A new therapeutic approach is in sight for treatment of traumatic memories, including memories that cause PTSD. Two lines of memory research have converged to produce a treatment, and sometimes even a cure, for the most serious need to forget, PTSD. This may not be generally known or accepted, but at least two research groups have shown there is a blood pressure drug, propranolol, that helps us to forget overwhelmingly stressful memories and thus reduces the stress that goes with those memories. The latest treatment being investigated by some researchers is based on using a common blood pressure drug, propranolol, which has a side effect of blocking the re-consolidation of emotions associated with old memories when those memories are recalled.
One reason it is possible to forget or at least edit memories is that when even well-formed memories are recalled, they are put back on the scratch pad of working memory where they are accessible to "editing" and re-consolidation. As I explained in a previous blog column, each time a memory is retrieved, it can get changed and re-stored in a different way.
While memories reside on the scratch pad of working memory, either for the first time or during any recall episode, they can be changed by drugs. Also relevant here is that memory consolidation is greatly influenced by the impact of the experience, which is magnified by strong emotion and the hormones such emotions release. During re-consolidation, under conditions of proper talk therapy, the emotional impact need not duplicate the original and a more benign version will be stored in memory.

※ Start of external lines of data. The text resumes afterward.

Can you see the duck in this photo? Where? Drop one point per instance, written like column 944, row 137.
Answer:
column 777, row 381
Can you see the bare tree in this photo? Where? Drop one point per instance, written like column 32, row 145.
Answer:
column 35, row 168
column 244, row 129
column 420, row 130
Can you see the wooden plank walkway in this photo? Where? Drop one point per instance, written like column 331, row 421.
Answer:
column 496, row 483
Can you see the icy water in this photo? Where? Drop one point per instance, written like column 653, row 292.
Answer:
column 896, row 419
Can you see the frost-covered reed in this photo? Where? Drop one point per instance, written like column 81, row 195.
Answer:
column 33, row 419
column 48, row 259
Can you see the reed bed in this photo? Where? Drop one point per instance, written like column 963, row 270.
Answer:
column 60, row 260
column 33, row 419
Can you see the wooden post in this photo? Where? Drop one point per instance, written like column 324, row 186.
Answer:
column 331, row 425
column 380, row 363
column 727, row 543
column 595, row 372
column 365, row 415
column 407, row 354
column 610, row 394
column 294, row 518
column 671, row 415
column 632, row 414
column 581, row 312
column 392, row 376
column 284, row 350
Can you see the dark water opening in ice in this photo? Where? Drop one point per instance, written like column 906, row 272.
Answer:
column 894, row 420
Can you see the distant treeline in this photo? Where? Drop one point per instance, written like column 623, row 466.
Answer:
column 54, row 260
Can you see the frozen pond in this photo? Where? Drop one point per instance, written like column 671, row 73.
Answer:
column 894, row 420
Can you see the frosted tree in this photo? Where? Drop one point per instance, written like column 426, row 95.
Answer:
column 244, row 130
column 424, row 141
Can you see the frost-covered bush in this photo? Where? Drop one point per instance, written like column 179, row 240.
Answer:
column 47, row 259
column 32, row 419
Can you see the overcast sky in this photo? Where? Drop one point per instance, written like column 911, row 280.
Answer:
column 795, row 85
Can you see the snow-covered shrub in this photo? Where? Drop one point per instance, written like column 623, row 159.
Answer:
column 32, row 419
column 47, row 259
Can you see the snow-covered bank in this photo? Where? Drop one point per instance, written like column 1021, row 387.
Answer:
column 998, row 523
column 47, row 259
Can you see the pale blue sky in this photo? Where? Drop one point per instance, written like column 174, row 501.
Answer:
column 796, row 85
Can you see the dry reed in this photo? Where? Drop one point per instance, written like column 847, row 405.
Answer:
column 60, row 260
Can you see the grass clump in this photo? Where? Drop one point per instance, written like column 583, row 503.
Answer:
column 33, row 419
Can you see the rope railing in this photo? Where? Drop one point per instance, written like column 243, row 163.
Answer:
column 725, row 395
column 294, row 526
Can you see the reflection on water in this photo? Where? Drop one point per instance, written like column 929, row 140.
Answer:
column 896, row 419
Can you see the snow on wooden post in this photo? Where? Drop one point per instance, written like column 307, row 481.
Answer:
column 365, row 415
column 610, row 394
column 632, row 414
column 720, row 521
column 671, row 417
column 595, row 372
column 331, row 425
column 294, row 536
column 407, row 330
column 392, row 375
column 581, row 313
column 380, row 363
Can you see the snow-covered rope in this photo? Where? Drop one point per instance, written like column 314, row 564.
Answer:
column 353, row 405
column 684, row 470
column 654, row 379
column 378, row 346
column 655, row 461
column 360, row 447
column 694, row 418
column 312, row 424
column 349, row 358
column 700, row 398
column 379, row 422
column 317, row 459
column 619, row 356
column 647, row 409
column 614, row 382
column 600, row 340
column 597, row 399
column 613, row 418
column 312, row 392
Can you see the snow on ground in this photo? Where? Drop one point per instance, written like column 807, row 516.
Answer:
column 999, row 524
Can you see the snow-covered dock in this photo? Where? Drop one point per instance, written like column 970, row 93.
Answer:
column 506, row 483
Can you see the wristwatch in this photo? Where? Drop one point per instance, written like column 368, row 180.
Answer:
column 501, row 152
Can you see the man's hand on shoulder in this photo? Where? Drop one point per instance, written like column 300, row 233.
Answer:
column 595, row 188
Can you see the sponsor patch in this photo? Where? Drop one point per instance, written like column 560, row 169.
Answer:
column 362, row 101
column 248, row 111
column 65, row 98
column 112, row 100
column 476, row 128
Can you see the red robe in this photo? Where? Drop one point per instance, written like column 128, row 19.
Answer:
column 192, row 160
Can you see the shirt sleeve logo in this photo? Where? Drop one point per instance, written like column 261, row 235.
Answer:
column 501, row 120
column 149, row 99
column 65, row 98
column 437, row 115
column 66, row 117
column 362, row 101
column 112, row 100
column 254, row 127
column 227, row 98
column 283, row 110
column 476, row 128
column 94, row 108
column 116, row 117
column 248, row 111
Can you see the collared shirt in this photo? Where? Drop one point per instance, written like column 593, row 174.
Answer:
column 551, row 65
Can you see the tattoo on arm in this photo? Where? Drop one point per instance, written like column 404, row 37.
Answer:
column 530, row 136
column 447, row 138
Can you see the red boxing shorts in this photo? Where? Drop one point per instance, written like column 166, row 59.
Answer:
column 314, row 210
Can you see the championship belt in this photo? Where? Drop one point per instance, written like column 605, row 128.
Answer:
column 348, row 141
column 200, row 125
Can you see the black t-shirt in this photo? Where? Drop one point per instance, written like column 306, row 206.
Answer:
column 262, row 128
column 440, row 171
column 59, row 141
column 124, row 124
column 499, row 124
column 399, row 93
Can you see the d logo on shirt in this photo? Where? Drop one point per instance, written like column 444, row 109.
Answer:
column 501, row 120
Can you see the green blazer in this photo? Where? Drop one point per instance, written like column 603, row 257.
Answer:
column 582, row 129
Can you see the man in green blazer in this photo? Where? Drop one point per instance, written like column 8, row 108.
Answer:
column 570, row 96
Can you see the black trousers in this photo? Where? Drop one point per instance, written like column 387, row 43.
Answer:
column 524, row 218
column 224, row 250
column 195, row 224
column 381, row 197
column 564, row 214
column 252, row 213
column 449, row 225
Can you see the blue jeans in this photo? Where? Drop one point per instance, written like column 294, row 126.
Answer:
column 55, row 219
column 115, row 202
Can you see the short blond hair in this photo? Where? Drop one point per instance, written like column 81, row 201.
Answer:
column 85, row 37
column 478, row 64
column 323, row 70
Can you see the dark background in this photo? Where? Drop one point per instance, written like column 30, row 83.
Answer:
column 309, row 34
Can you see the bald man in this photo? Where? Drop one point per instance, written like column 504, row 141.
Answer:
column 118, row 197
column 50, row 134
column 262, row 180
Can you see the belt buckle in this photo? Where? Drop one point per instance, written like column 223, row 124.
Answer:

The rationale for testing propranolol was developed in the seminal work by Roger Pitman and colleagues. They noted earlier studies showing that adrenalin (epinephrine), either injected or released naturally under stressful conditions, strengthens memory formation and fear conditioning. Adrenalin helps you to remember the bad event and hopefully you can avoid facing that threat again by being alert and prudent. Adrenaline acts on a class of molecular receptors called beta-adrenergic receptors. Certain drugs, among them propranolol, block beta receptors and thus might theoretically disrupt fear-induced memories. Several groups have confirmed that propranolol does impair fear-conditioned memory in both animals and humans.
Pitman's group sought to extend this notion to PTSD in a pilot study of 41 patients. They conducted a double-blind, placebo-controlled study in which a single 40 mg oral dose of propranolol was given as soon as possible (within 6 hours) after a traumatic event experienced by patients who had been rushed to a hospital emergency room. Patients then continued the medication four times a day for 10 days followed by a 9 days when the dose was progressively reduced to zero.
One and three months later, patients returned for psychological testing aimed at measuring PTSD. At one month post trauma, the number of patients with PTSD in the propranolol group was almost half that of placebo controls. Not tested was the possibility that a larger dose, especially if given early or prior to the unpleasant experience, might be even more effective, since there probably is a narrow window of opportunity for the drug to be beneficial in impairing the consolidation of bad memories.
A similar result was obtained in a later study by Guillaume Vaiva and colleagues. Their hospital emergency room patients were given propranolol or a placebo 2-20 hours after experiencing an auto accident or physical assault. The patients tested were also selected for having abnormally fast heart rates, because propranolol is a common therapeutic for that condition. Propranolol was given in a dose of 40 mg three times daily for seven days, followed by gradual reduction to zero over 8-12 days.
Under the common situation where emotional trauma has already been consolidated, the obvious treatment approach for PTSD might be to have patients recall the traumatic event later while under the influence of propranolol. The idea is that during recall, the memory and its associated emotion have to be reconsolidated, and this is disrupted by the drug. Indeed, this idea is being hailed in some quarters as a possible major breakthrough in treatment of PTSD. Many positive results are being reported by physicians, and the Army is considering using this approach for combat-related PTSD. The National Institute of Mental Health is now recruiting patients for a Phase IV Clinical trial.
One obvious conclusion is that propranol might be a good PTSD preventive drug if given before an anticipated traumatic event. For example, I wonder if D.O.D. psychiatrists have thought about giving propranolol to combat troops just before they engage in battle.
Another issue that nobody seems to consider is the possibility that people on this kind of blood pressure medication might be suffering impairments of emotional memories that they don't want to lose. Does this drug cause a general dulling of emotions? Could it magnify the failing memories of the elderly?